26 Rumah dan Satu Madrasah Terdampak Banjir Akibat Pembangunan Jembatan Program Kota Tanpa Kumuh
Rumah milik 26 kepala keluarga (KK) terdampak banjir akibat pembangunan jembatan Program Kota Tanda Kumuh. Selain itu satu madrasah juga ikut terendam
Penulis: Ferri Amiril Mukminin | Editor: Giri
TRIBUNJABAR.ID, CIANJUR - Rumah milik 26 kepala keluarga (KK) terdampak banjir akibat pembangunan jembatan Program Kota Tanda Kumuh. Selain itu satu madrasah juga ikut terendam.
Hal itu dikatakan Kepala Desa Sindangasih, Epul Saepuloh.
Epul mengatakan sudah mendata kerugian dan sedang mengajukan permohonan bantuan kepada pihak terkait seperti BPBD.

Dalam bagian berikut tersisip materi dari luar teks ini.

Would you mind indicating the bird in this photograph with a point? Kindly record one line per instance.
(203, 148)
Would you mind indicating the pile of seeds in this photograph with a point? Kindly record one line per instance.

"Ada laporan dari warga ke desa mengenai banjir. Penyebabnya di situ ada pembangunan jembatan yang sedang dilakukan pengecoran. Pengecoran itu memerlukan tiang penumpu dan tiang penumpu di sungai ada di saluran tersebut sehingga sampahnya menyumbat ke saluran air," ujar Epul saat ditemui di kantor Desa Sindangasih, Rabu (3/11/2021) sore.
Dia mengatakan sudah melakukan upaya satu di antaranya dengan menghubungi BPBD saat kejadian berlangsung.
"Alhamdulillah BPBD bergerak cepat langsung menangani banjir yang ada di wilayah kami," kata Kades.
Ia mengatakan, pihak desa pun sudah melakukan kordinasi dengan dinas terkait mengenai bantuan untuk korban banjir.
"Alhamdulillah saya sudah berkordinasi dengan dinas terkait, sudah menghubungi dan mengirimkan proposal untuk yang terdampak bencana. Kalau korban tidak ada, cuma dari segi material. Kerugian belum didata," katanya.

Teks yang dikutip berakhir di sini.